3. As for the nightmare of biochemical weapons, he's used it only against a weak enemy that could not retaliate in kind. Saddam knows that the United States, if it chose, could retaliate in kind with overwhelming force.

4. The toppling of Saddam would cost the limping American economy between $50bn and $100bn - which it might not have. And the costs of occupying, policing and stabilising the huge country would take years, many more billions and might in fact become intolerable. As well as diverting the national energies from al-Qaeda.

Which brings them back to the main point. That Saddam is already in a closed box.

With inspectors there, his weapons work is being closely watched.

There is already a massive reserve of battle-trained American troops.
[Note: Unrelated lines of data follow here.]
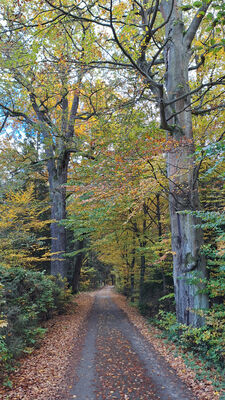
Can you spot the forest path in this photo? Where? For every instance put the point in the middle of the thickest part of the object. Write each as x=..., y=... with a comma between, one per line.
x=118, y=363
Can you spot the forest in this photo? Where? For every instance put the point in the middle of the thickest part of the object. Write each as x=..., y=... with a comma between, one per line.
x=112, y=160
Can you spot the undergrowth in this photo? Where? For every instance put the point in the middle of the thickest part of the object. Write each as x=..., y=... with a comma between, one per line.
x=26, y=299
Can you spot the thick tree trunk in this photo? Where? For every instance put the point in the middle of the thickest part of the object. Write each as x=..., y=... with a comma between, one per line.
x=57, y=181
x=143, y=243
x=186, y=238
x=77, y=268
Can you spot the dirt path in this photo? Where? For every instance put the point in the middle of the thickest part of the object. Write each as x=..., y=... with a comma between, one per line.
x=118, y=363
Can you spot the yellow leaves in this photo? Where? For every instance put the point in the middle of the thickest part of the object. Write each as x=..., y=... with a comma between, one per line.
x=20, y=219
x=3, y=323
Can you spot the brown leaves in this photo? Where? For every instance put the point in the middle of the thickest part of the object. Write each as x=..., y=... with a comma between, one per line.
x=44, y=372
x=202, y=389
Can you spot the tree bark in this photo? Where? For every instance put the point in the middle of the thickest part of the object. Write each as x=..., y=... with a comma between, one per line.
x=57, y=181
x=183, y=197
x=77, y=268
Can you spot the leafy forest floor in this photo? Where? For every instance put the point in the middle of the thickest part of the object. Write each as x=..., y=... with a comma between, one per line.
x=103, y=349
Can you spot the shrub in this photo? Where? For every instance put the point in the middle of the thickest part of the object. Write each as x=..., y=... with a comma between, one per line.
x=26, y=299
x=207, y=341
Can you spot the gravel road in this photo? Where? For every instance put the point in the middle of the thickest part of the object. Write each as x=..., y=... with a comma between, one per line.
x=118, y=363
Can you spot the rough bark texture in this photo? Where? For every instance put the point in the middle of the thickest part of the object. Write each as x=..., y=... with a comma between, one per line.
x=58, y=155
x=186, y=238
x=77, y=268
x=57, y=181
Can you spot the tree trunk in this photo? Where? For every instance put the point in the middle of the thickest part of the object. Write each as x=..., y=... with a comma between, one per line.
x=57, y=181
x=77, y=268
x=186, y=238
x=143, y=243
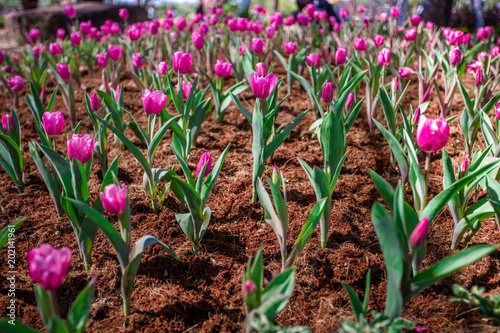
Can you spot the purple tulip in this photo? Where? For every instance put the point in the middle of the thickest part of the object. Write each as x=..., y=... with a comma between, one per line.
x=75, y=38
x=182, y=62
x=223, y=68
x=48, y=266
x=95, y=104
x=419, y=234
x=102, y=60
x=257, y=45
x=262, y=86
x=70, y=11
x=137, y=60
x=114, y=199
x=384, y=57
x=16, y=83
x=340, y=55
x=53, y=122
x=123, y=13
x=63, y=71
x=6, y=119
x=153, y=102
x=313, y=58
x=162, y=68
x=261, y=69
x=205, y=158
x=432, y=134
x=327, y=94
x=80, y=147
x=115, y=52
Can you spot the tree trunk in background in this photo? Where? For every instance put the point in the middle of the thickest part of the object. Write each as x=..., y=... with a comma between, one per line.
x=439, y=12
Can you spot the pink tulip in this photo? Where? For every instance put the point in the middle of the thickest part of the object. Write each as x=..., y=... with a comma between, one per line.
x=53, y=122
x=455, y=56
x=6, y=120
x=205, y=158
x=162, y=68
x=186, y=89
x=153, y=102
x=432, y=134
x=327, y=94
x=360, y=44
x=313, y=58
x=419, y=234
x=182, y=62
x=384, y=57
x=75, y=38
x=123, y=13
x=114, y=199
x=48, y=266
x=63, y=71
x=137, y=60
x=261, y=69
x=405, y=71
x=115, y=52
x=16, y=83
x=223, y=68
x=257, y=45
x=340, y=55
x=102, y=60
x=95, y=105
x=262, y=86
x=70, y=11
x=80, y=147
x=394, y=11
Could not these be gradually reduced and replaced by a large United Nations peacekeeping force but one backed by an American reserve?

The conclusion is: "We should maintain vigilant containment" - the policy that the rest of the world regards as preferable and effective.

Saddam Hussein needs to remain in his box but we don't need a war to keep him there.

Contrary to the foreign tabloid obsession, nobody is breathing fire and smoke, nobody wants to go to war.

The very latest polls show 65% of Americans willing to go to war if the United Nations sanctions it. Only 37% if not.

But it has to be said that as the prospect darkens, no more than half the American people want to go to war at all.